Following yesterday’s meeting between Armenian PM Nikol Pashinyan, European Commission President Ursula von der Leyen, U.S. Secretary of State Anthony Blinken and E.U. High Representative for Foreign Affairs and Security Josep Borrell, the European Union announced a €270 million grant to Armenia and pledged to expand relations with Yerevan.

The meeting comes as Armenia seeks to decrease its reliance on Moscow and pivot its foreign policy towards the West.
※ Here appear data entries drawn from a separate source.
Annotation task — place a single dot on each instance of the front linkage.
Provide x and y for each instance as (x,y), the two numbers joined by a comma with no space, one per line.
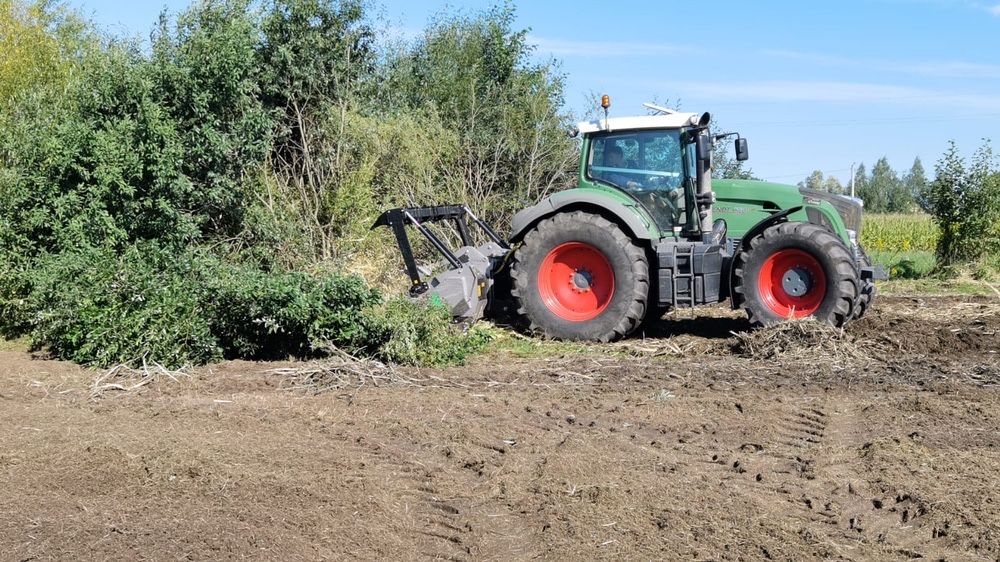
(466,286)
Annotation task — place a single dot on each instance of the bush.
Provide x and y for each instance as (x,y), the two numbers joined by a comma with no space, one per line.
(97,307)
(422,334)
(155,203)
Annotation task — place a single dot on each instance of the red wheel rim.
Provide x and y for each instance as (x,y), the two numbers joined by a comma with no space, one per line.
(576,281)
(787,272)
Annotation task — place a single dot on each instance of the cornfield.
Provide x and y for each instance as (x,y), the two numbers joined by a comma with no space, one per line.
(899,233)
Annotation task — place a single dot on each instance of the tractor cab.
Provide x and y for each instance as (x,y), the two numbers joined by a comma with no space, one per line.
(654,166)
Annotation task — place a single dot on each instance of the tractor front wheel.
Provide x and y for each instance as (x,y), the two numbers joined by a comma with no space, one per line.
(578,276)
(796,270)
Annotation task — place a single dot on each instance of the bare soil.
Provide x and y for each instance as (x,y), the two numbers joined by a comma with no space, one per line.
(798,443)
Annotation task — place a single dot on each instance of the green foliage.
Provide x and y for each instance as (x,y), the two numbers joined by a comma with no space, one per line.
(39,42)
(899,232)
(96,307)
(422,334)
(918,186)
(164,203)
(916,264)
(268,315)
(966,201)
(148,302)
(883,191)
(476,75)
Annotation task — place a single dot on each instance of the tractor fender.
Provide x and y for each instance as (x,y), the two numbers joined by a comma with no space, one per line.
(633,218)
(757,229)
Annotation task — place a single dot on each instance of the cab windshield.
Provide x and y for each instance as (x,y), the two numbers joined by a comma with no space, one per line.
(647,164)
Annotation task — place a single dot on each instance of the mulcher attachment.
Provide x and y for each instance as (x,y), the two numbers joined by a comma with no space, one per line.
(466,286)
“We call on the leadership in Yerevan not to allow the West to deceive it and lead the country down the wrong path, which is fraught with the emergence of a security vacuum, serious problems in the economy and outflow of population,” reads the ministry’s statement.

Yesterday, Blinken pledged some US$65 million in aid to Armenia and said the U.S. and the E.U. ““wants Armenia to be strong, independent, living in peace with its neighbors and connected to the region and the world.”

Ursula von der Leyen, in a direct snub to Moscow, welcomed measures that Armenia has taken against the circumvention of Western sanctions against Russia, especially to make sure that lethal equipment and technologies do not end up in the hands of the Russian military. 

The Russian ministry said such promises of aid to Armenia “cannot be compared with the multibillion-dollar benefits that Armenia continues to receive from interaction with Moscow and within the Eurasian Economic Union and the CIS.”

The ministry also accused the West of scuttling Moscow’s attempts to negotiate an Armenia-Azerbaijan peace deal.

The ministry claims the West pressured Yerevan to pull out of implementing agreements signed by Russia, Armenia and Azerbaijan following the 2020 Karabakh War designed to unblock transport and economic routes in the South Caucasus and to delimitate the Armenia-Azerbaijan border.

Moscow called on the West and Yerevan to respect the principle of “regional responsibility” when drafting their foreign policy and to consider the concerns of neighboring states.

This point directly refers to Iran, which has also called for external “non-interference” in the South Caucasus.

While the Armenian government continues to claim that this shift in its foreign policy is not directed against any third party, it’s clear that Moscow views the matter differently.